Bruce Springsteen Exhibit to Premiere in Freehold (Photos)
As a songwriter, Bruce Springsteen is also a gifted storyteller-and the story begins in Freehold.
“The story started here,” Springsteen’s cousin, Glenn Cashion, says in a short film “Bruce Springsteen: Hometown,” directed by Emmy-Winning Asbury Park fillmaker Adam Worth. “We are so close to the stories.”
The film is part of the new exhibit, “Springsteen: His Hometown,” which officially opens to the public this Sunday at the Monmouth County Historical Association (MCHA) on 70 Court Street in Freehold this Sunday (Sept. 29). A grand opening kick-off event featuring Joe Grushecky & the Houserockers and Bobby Bandiera will take place tomorrow (Sept. 28). The event is sold-out.
The collection–co-curated by Melissa Ziobro, Monmouth University’s Specialist Professor of Public History and Bernadette Rogoff, Director of Collections for MCHA– features 150 original pieces including 20 donated from Springsteen himself, and offers a deep-dive into the thematic fabric of his music and lyrics. The pieces include photos, alternative album covers, pieces from the original Upstage club and items from a scrapbook culled by his mother, Adele Springsteen (which includes press clippings and a handwritten letter by then manager Mike Appel).
The first floor offers a look into Springsteen’s origins, including original tour posters of his bands, The Castiles and Steel Mill, his high school yearbook, a thesis written about the Judicial System of New Jersey, a photo of his favorite English Teacher, Robert Hussey (“You taught me things I could not get from any book,” Springsteen wrote him in his yearbook), his favorite childhood book, “Brave Cowboy Bill” (the inspiration for the future song, “Outlaw Pete”), posters from The Clyde Beatty Circus (inspiration for “Wild Billy’s Circus Story”), original guitars, a set piece from the “Tunnel of Love Express” tour,a signed letter from Bill Bradley, a ring of hotel keys and the famed TEAC machine used to record the album, Nebraska. Another cool addition is a handwritten letter to his “Landlordess,” explaining the reasons for overdo water and rent bills, with a PSS: “I’m practicing my autograph. Whadya think?.

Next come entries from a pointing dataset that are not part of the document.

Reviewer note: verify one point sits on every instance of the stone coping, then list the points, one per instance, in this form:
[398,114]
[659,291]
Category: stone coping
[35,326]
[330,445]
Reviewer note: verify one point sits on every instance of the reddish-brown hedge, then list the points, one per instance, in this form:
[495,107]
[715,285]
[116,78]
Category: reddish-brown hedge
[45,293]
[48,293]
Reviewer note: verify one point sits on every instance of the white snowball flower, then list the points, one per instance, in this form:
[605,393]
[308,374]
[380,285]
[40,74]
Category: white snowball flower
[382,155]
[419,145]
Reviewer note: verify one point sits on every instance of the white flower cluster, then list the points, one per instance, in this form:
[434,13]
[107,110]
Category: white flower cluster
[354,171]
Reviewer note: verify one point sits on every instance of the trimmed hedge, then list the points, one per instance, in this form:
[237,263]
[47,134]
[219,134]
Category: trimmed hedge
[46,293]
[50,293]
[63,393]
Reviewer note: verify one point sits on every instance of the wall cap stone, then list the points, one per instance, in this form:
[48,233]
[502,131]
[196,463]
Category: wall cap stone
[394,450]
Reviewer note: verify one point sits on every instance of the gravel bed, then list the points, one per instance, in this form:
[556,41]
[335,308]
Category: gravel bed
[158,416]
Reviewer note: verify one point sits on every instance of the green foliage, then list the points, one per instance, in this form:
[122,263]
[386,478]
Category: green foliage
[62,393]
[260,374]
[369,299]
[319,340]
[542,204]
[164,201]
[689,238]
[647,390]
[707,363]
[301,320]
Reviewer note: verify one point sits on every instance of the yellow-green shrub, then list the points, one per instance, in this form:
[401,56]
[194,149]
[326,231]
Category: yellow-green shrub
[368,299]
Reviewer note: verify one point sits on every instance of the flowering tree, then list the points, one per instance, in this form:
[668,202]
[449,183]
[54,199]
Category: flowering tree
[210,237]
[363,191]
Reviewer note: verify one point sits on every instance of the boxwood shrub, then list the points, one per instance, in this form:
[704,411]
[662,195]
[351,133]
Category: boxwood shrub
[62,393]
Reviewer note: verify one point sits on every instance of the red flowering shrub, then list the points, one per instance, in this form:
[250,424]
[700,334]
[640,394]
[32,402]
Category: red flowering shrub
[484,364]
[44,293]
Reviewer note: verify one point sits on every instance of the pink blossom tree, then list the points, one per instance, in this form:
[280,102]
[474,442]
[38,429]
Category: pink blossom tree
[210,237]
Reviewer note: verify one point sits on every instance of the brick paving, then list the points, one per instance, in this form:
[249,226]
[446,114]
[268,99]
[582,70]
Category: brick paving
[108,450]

“The first floor gives you a comprehensive look at Bruce’s career, or as comprehensive as we can get,” Ziobro says. ”
The upstairs collection delves into the Springsteen family tree, including relatives that served in the Revolutionary and Civil Wars and historical facts of the town (with a tribute to Adele and the fashion of the times), all of which informs Springsteen’s work. A rare photo of Springsteen at the grave site of his descendant Thomas J. Fallon, who fought in the Civil War, is prominently displayed over Fallon’s medal of honor.,
The exhibit coincides with Springsteen’s 70th birthday and the Centennial anniversary of the town, Ziobro says, but that was “just a coincidence.”
Fans are also included. Gifts created for the musician, as well as a mailbox where visitors can drop him a line, is a part of the story.
“Springsteen: His Hometown” will be on display until Fall 2020. Be listening to Tom Cunningham Sunday morning at 9 a.m for “Springsteen on Sunday” for more insight into the exhibit, and a recap of Saturday evening’s grand opening.
All pieces are courtesy of the MCHA, the Bruce Springsteen Archives and Center for American Music at Monmouth University.
Advisors to the exhibit include Eileen Chapman, Director of Bruce Springsteen Archives & Center for American Music at Monmouth University, and Robert Santelli, founding director of the Grammy Museum in Los Angeles. Meg Sharp Walton serves as Executive Director.
Tickets to the public are $15; $12 for students/senior citizens and MCHA members. Freehold Borough residents are free. To order, look online at www.SpringsteenHisHometown.com.